Seminò il panico
e incendiò l'Ossario
Arrestato a Trieste

Trieste, polizia locale (foto Il Piccolo di Trieste)
Trieste, polizia locale (foto Il Piccolo di Trieste)
12.02.2020

Nel maggio dello scorso anno, armato di coltello, fece irruzione in una sala teatrale a Bassano del Grappa, in quel momento frequentata da studenti e giovani mamme per una recita scolastica, culminata poi con la fuga e l'incendio del cantiere del Tempio Ossario, nel tentativo di far perdere le proprie tracce. Pochi giorni fa, invece, a Padova, è stato trovato in possesso di 25 grammi di eroina e di un coltello a serramanico.

 

Il responsabile, Loris Adelsburg, 55 anni originario di Padova, è stato arrestato sabato scorso a Trieste dalla polizia locale, mentre si trovava seduto all'esterno dello storico bar "Stella Polare" e dove aveva iniziato ad inveire e a insultare pesantemente il cameriere che gli si era avvicinato, allontanando così, tra il timore e lo stupore, anche altri avventori del bar. Alla richiesta degli agenti di fornire le proprie generalità, l'uomo palesemente agitato e sotto l'effetto di sostanze alcoliche, si è rifiutato categoricamente di farsi identificare. Nel frattempo, in supporto, è arrivata una pattuglia del Nucleo Interventi Speciali, anche per tutelare l'incolumità dei numerosi passanti.
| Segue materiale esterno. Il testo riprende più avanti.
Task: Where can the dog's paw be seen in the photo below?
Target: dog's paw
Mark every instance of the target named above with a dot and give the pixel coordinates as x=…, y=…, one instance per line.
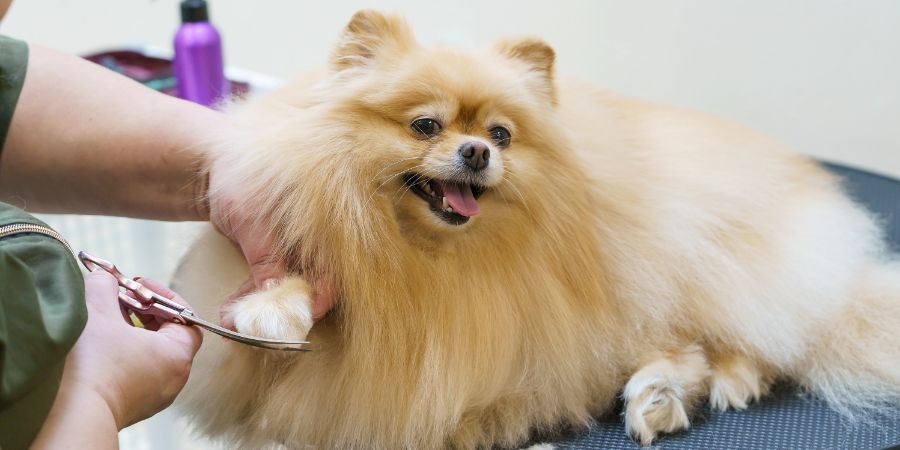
x=654, y=409
x=659, y=396
x=282, y=311
x=735, y=383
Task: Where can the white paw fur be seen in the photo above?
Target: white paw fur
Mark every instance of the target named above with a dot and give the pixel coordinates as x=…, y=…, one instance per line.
x=735, y=385
x=659, y=395
x=282, y=311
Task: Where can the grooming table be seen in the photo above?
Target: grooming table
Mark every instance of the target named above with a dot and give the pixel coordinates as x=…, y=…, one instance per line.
x=786, y=419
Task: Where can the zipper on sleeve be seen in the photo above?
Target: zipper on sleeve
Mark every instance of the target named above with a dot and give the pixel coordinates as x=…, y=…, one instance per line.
x=24, y=228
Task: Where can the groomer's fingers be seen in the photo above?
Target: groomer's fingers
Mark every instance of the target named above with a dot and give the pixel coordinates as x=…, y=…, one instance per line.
x=189, y=336
x=157, y=287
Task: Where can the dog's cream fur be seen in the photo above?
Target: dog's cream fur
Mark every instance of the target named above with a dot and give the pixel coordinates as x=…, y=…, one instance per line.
x=621, y=245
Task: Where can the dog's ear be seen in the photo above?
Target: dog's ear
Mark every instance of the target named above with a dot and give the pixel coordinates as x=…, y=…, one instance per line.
x=537, y=57
x=371, y=36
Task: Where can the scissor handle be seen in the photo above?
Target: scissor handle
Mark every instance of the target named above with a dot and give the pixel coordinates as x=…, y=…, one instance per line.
x=146, y=301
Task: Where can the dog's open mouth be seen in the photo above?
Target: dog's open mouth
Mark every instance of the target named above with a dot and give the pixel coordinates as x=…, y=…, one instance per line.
x=452, y=201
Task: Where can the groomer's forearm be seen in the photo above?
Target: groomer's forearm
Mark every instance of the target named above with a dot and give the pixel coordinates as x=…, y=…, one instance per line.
x=86, y=140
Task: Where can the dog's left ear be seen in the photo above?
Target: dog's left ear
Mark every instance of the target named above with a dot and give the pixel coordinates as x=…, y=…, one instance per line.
x=537, y=57
x=369, y=37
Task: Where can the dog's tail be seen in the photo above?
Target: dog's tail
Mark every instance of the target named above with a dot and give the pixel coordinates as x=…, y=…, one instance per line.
x=855, y=366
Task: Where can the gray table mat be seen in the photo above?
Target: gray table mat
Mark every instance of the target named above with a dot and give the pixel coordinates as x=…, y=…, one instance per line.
x=786, y=419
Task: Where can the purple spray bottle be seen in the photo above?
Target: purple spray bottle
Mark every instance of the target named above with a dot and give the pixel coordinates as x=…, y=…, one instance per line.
x=199, y=71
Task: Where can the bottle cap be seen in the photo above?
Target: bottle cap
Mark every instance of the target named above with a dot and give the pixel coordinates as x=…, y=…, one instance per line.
x=194, y=11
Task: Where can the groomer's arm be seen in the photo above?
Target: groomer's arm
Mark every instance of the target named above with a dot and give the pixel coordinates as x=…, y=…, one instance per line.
x=86, y=140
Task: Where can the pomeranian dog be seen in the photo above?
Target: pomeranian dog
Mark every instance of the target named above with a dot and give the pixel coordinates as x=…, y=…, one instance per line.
x=513, y=253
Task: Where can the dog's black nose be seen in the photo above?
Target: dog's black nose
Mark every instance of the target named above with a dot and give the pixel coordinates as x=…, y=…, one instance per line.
x=475, y=154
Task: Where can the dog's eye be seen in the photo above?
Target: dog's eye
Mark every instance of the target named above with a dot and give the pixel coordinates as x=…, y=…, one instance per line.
x=426, y=127
x=500, y=136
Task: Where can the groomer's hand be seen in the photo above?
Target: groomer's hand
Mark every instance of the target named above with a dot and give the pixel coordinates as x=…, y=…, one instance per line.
x=240, y=222
x=116, y=374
Il 55enne, però, ha continuato a manifestare un atteggiamento aggressivo nei confronti degli agenti, tanto che è stato necessario ricorrere all'uso della forza per accompagnarlo alla caserma San Sebastiano di via Revoltella per gli accertamenti. A quel punto sono emersi una sfilza di precedenti per resistenza a pubblico ufficiale, oltre che per evasione, rapina aggravata, danneggiamenti e reati contro le persone e il patrimonio.

 

Proprio alla luce dei numerosissimi precedenti e della sua evidente pericolosità sociale, è stato arrestato e portato in carcere dove dovrà rispondere di violenza, minaccia e resistenza a pubblico ufficiale, rifiuto di fornire le proprie generalità, disturbo alle persone e porto di armi o oggetti atti ad offendere.